In some forms of this bone disorder, the collagen defect involves the structure of the collagen molecule (malformed). These collagens may behave differently in the gel. In type I OI, the defect is that normal collagen is produced but in decreased amounts. A standard gel electrophoresis does not provide a measurement of quantity. There are no strength tests done on the collagen. A weak, defective collagen that behaves normally in the gel would also result in a negative OI diagnosis. The skin biopsy has a accuracy rate between 85-87%, which means that it is possible to have a false negative result, where the patient actually does have the bone disorder, but receives a negative test result. Undetected strains, including mild forms of this bone disorder, may fall into the 13-15% error ratio or the patient may simply have the bone disorder based on other genes or quantity of collagen that the test is not capable of identifying. Truly, a clinical diagnosis of evaluating the patient, family history and x-rays is the best and most thorough way to test for this bone disorder.

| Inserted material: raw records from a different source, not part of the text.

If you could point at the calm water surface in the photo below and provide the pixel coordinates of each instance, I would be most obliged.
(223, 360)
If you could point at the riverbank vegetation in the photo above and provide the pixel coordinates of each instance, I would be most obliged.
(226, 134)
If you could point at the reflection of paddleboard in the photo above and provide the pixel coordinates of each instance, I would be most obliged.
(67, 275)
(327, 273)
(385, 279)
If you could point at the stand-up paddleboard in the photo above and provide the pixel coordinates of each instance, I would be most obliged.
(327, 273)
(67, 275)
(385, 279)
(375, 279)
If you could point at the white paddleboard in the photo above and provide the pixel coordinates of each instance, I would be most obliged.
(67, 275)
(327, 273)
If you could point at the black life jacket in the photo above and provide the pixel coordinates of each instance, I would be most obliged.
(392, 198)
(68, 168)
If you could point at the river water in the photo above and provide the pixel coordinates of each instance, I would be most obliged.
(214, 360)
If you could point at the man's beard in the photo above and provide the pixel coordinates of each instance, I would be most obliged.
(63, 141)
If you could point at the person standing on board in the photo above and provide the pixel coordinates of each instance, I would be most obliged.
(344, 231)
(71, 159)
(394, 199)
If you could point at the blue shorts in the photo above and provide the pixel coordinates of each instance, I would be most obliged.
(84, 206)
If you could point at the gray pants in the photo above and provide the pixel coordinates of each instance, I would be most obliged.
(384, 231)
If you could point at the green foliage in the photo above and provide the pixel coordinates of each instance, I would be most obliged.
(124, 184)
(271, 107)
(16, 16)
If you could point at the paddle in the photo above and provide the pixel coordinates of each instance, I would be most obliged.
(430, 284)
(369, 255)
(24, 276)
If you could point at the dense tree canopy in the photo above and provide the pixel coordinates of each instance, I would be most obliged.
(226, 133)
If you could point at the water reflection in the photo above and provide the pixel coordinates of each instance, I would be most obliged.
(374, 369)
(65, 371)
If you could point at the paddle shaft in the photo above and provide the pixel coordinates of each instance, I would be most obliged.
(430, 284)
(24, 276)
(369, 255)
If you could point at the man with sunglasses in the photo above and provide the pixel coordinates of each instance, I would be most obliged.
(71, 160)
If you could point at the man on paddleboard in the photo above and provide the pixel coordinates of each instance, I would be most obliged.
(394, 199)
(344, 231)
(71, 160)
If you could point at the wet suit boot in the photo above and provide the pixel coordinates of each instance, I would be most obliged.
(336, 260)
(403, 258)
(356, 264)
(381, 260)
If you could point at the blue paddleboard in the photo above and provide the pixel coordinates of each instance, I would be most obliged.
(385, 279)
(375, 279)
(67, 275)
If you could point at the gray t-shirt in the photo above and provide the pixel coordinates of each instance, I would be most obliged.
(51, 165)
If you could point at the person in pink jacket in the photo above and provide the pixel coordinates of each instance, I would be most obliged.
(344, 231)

Hospitals may take x-rays as a test that uses and invisible electromagnetic energy beam that produces the images of internal tissue, bones, and organs onto film for the doctors and parents to examine for bone disorders. You can request a copy of your x-rays and the hospital will generally not charge you for the copies if they are aware you are taking them to a doctor for further consultation. The doctor that you visit that is knowledgeable with fragile bones will need copies of your x-rays from your medical history file. When reading the radiology report, there may be references on the radiology reports for the x-rays such as "mild Osteopenia" (which means lower bone density), "mild bowing", "worming bones", or "thin cortices". These symptoms are consistent with a bone disorder.

Because [genetic] mutations have not been detected in every patient with a clinical diagnosis of OI, these tests can not be used to conclude that an individual does not have OI.